Catherine only went into the music-room and said, "Come." She felt no need to prepare Klesmer.

"Herr Klesmer," said Mrs. Arrowpoint, with a rather contemptuous stateliness, "it is unnecessary to repeat what has passed between us and our daughter. Mr. Arrowpoint will tell you our resolution."

"Your marrying is out of the question," said Mr. Arrowpoint, rather too heavily weighted with his task, and standing in an embarrassment unrelieved by a cigar. "It is a wild scheme altogether. A man has been called out for less."

"You have taken a base advantage of our confidence," burst in Mrs. Arrowpoint, unable to carry out her purpose and leave the burden of speech to her husband.

Klesmer made a low bow in silent irony.

"The pretension is ridiculous. You had better give it up and leave the house at once," continued Mr. Arrowpoint. He wished to do without mentioning the money.

"I can give up nothing without reference to your daughter's wish," said Klesmer. "My engagement is to her."

"It is useless to discuss the question," said Mrs. Arrowpoint. "We shall never consent to the marriage. If Catherine disobeys us we shall disinherit her. You will not marry her fortune. It is right you should know that."

"Madam, her fortune has been the only thing I have had to regret about her. But I must ask her if she will not think the sacrifice greater than I am worthy of."

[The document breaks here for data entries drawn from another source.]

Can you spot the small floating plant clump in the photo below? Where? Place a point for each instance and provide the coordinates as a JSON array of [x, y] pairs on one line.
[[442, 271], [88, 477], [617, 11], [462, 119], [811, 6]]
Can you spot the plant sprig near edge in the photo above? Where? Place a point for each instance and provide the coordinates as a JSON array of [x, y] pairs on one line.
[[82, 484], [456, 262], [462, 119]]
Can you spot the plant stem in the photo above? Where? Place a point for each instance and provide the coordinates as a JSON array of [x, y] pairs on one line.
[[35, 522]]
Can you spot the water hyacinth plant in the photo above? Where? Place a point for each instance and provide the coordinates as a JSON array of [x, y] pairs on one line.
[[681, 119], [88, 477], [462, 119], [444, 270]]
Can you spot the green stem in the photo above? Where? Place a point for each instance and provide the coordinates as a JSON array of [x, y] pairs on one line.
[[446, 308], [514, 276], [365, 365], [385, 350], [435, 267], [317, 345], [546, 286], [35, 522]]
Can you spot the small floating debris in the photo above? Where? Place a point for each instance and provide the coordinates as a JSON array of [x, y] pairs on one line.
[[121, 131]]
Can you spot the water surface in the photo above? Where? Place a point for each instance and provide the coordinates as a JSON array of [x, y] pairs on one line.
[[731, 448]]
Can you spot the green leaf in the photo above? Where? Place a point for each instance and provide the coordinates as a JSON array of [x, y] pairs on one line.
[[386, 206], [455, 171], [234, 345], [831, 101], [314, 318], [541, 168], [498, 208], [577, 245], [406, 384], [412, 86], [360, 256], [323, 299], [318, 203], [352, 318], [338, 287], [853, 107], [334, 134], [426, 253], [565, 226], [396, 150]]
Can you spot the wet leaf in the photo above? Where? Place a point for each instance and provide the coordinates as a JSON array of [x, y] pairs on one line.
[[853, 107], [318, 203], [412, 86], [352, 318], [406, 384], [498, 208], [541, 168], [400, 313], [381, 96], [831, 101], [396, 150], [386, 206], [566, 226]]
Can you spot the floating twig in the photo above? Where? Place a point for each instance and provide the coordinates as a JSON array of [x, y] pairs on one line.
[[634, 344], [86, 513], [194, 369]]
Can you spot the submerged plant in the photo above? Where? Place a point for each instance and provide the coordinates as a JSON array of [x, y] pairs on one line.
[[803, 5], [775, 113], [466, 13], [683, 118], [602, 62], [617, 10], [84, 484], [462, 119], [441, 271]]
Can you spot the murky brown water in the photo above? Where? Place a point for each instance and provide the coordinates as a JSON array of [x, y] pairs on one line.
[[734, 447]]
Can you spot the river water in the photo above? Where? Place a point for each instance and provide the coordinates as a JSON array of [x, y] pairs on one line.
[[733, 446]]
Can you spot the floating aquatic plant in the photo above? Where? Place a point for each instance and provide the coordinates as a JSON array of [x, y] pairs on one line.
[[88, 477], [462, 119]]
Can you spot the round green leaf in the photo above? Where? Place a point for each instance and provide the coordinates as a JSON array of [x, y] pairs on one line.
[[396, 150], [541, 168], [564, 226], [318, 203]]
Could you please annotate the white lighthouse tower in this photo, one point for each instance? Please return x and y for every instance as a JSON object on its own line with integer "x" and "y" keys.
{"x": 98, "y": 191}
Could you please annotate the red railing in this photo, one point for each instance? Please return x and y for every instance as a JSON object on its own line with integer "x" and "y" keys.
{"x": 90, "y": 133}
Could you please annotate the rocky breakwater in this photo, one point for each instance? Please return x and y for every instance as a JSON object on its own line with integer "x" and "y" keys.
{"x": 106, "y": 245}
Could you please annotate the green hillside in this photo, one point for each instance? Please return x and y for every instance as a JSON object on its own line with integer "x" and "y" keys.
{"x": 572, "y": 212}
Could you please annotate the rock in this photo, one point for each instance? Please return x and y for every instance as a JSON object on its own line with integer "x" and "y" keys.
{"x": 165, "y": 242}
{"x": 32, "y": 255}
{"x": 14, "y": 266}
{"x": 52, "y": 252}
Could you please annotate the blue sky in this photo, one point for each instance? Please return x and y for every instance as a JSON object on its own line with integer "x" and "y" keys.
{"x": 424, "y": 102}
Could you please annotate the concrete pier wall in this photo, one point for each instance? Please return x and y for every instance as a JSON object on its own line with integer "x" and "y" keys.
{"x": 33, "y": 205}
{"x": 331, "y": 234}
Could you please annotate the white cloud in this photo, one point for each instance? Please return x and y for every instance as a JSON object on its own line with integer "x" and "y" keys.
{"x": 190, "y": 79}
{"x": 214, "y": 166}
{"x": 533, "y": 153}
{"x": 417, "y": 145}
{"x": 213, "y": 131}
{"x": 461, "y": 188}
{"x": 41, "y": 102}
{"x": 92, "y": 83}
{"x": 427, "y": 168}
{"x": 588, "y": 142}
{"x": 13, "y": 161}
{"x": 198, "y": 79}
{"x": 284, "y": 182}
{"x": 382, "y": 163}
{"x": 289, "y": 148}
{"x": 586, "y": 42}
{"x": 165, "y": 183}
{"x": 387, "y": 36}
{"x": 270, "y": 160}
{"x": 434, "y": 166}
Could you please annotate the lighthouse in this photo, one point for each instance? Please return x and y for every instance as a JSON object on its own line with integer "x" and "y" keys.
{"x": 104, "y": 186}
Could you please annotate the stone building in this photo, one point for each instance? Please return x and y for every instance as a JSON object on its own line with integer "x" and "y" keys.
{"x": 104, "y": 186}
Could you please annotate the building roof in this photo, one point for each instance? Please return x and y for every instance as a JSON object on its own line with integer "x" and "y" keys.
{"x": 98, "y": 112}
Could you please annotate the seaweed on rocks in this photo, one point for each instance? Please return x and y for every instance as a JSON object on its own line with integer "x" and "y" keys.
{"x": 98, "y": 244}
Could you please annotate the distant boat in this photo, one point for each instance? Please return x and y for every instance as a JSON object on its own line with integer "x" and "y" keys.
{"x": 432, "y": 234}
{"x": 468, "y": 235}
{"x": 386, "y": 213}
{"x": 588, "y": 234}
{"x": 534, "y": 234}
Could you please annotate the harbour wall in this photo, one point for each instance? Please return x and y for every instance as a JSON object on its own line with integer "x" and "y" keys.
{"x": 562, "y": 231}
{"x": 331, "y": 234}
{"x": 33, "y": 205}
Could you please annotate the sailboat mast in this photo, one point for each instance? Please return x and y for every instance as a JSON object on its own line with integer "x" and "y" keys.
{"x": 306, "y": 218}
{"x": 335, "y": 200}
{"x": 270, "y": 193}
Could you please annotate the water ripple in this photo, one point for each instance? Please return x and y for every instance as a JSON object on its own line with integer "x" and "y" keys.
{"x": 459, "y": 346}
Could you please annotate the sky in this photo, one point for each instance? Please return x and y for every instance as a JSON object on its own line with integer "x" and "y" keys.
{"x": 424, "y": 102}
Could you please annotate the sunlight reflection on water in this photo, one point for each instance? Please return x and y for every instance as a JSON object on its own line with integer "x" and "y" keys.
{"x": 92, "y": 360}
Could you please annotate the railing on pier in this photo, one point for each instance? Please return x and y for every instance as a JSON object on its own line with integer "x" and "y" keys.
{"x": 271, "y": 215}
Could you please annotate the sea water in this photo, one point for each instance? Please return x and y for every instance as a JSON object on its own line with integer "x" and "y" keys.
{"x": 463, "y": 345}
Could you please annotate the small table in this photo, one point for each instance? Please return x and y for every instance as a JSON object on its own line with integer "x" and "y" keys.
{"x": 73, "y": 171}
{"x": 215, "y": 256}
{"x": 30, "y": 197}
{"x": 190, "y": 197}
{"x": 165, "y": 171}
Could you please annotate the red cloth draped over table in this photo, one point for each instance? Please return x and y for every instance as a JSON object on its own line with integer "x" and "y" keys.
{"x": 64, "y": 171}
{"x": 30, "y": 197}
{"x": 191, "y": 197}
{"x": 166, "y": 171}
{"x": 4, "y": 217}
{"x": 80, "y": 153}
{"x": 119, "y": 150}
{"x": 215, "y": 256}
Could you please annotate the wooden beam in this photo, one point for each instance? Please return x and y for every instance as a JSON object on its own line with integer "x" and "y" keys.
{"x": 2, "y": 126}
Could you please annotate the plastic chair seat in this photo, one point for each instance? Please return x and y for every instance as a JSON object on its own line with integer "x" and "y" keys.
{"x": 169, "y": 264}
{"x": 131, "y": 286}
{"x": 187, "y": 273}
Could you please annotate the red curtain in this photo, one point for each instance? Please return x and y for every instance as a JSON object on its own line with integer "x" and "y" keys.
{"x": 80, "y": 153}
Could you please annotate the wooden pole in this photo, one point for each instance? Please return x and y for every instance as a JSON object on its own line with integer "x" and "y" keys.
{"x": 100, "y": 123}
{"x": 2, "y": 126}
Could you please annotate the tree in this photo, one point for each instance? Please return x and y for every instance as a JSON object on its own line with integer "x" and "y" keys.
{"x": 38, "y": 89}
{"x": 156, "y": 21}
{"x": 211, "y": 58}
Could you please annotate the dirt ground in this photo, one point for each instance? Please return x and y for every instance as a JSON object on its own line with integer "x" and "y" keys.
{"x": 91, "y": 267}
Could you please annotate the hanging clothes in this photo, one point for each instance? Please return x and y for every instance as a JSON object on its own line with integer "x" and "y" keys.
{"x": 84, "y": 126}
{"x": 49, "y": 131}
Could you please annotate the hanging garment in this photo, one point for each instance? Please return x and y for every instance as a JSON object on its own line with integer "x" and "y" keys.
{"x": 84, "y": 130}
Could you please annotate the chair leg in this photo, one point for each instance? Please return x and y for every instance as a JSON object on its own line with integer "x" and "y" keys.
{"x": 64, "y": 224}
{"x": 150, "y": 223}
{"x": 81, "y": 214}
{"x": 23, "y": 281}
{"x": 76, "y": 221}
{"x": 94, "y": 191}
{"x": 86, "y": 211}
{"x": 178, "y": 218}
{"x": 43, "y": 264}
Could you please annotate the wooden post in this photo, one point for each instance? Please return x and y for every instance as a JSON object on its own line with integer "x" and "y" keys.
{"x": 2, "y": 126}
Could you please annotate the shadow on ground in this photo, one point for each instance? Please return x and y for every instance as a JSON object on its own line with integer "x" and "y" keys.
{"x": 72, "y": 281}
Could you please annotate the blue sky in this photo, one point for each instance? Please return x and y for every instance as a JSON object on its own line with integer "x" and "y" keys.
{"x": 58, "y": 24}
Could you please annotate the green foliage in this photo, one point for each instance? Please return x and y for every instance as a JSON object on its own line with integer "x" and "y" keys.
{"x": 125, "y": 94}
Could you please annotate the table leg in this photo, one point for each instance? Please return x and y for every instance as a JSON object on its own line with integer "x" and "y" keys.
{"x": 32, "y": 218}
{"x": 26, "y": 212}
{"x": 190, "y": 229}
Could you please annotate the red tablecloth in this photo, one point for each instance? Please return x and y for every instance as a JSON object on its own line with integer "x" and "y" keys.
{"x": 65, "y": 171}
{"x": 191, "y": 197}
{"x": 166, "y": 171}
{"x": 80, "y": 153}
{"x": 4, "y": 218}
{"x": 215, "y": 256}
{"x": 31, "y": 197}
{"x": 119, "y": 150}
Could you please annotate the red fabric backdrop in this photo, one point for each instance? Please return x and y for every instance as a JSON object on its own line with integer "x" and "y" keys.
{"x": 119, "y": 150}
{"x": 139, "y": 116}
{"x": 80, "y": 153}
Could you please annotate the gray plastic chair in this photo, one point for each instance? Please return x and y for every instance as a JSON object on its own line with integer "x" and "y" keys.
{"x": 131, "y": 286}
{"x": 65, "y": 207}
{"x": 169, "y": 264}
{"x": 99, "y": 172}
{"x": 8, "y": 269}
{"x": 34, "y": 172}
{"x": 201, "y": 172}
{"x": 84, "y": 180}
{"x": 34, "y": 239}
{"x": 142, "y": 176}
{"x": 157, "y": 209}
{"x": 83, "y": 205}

"It is no sacrifice to me," said Catherine, "except that I am sorry to hurt my father and mother. I have always felt my fortune to be a wretched fatality of my life."

"You mean to defy us, then?" said Mrs. Arrowpoint.

"I mean to marry Herr Klesmer," said Catherine, firmly.

"He had better not count on our relenting," said Mrs. Arrowpoint, whose manners suffered from that impunity in insult which has been reckoned among the privileges of women.

"Madam," said Klesmer, "certain reasons forbid me to retort. But understand that I consider it out of the power either of you, or of your fortune, to confer on me anything that I value. My rank as an artist is of my own winning, and I would not exchange it for any other. I am able to maintain your daughter, and I ask for no change in my life but her companionship."

"You will leave the house, however," said Mrs. Arrowpoint.

"I go at once," said Klesmer, bowing and quitting the room.

"Let there be no misunderstanding, mamma," said Catherine; "I consider myself engaged to Herr Klesmer, and I intend to marry him."

The mother turned her head away and waved her hand in sign of dismissal.

"It's all very fine," said Mr. Arrowpoint, when Catherine was gone; "but what the deuce are we to do with the property?"

"There is Harry Brendall. He can take the name."

"Harry Brendall will get through it all in no time," said Mr. Arrowpoint, relighting his cigar.

And thus, with nothing settled but the determination of the lovers, Klesmer had left Quetcham.